Scrap recyclers are responding to international trade uncertainties and environmental policies enacted by China’s government by seeking new markets for export staples including scrap plastics, metals, and wastepaper.
Waste and scrap commodities are recycled and used as inputs in the manufacturing process. They comprise the largest containerized US export classification, according to PIERS, a sister product of JOC.com. In 2017, global US waste exports of all types declined 0.1 percent to 1.3 million TEU. The five-year compound annual growth rate declined 3 percent.
Conditions have gotten even worse in this year’s first quarter for some commodities, especially plastics, given the reliance of US exporters on the China market. The Institute of Scrap Recycling Industries (ISRI), citing US Census Bureau numbers quoted in metric tons, stated in its May 7 Market Report that total US plastics scrap exports in the first quarter declined 37.6 percent, primarily because of a 92.4 percent plunge in exports to China.
Reduction in China foreign scrap consumption shifts market
ISRI does not foresee an imminent change in fortunes in exports to China, and it urges US exporters of high-quality scrap commodities to immediately pursue other opportunities. “We believe demand for American high-quality scrap remains strong worldwide. There are significant business opportunities for US exporters in other regions of the world worth exploring,” ISRI stated. Those regions include the North American trading partners Canada and Mexico as well as other countries in Northeast and South Asia.

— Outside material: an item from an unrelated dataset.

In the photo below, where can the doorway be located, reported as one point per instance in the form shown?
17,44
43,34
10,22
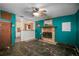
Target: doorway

China last year announced environmental restrictions on imports of wastepaper and plastic scrap that affected exports from a number of countries, including the United States. Those actions continued the “Green Fence” policies of recent years aimed at preventing imports of waste products that the Chinese consider to be adulterated. In a chilling warning to exporters of all scrap products, China signaled its long-term intention to work toward 100 percent sourcing of waste materials for manufacturing inputs.
Although the Trump administration this year announced tariffs on imports from some countries, including China, and retaliation is recurring, imports of US scrap have not been targeted specifically. Nevertheless, China has increased its inspections of shipments from the United States, and this week it announced a one-month suspension of the China Certification and Inspection Group inspections, which will lead to delays in processing imports. ISRI responded in its newsletter, “Exporters may wish to consider diverting cargoes already on the water to other countries.”
In the long term, China is expected to remain an important market for US scrap exporters. Also, the infrastructure in some nations in Southeast Asia and the Indian subcontinent must be further developed, and shipping services from North America must be expanded to handle growing cargo volumes, so a wholesale shift to other markets is not feasible.
Nevertheless, China has indicated clearly that it intends to shift toward a value-added, technology-based economy that will rely less on scrap imports, so US exporters must revise their business plans and respond to opportunities that are developing in other markets, said Adina Renee Adler, ISRI’s senior director of international relations.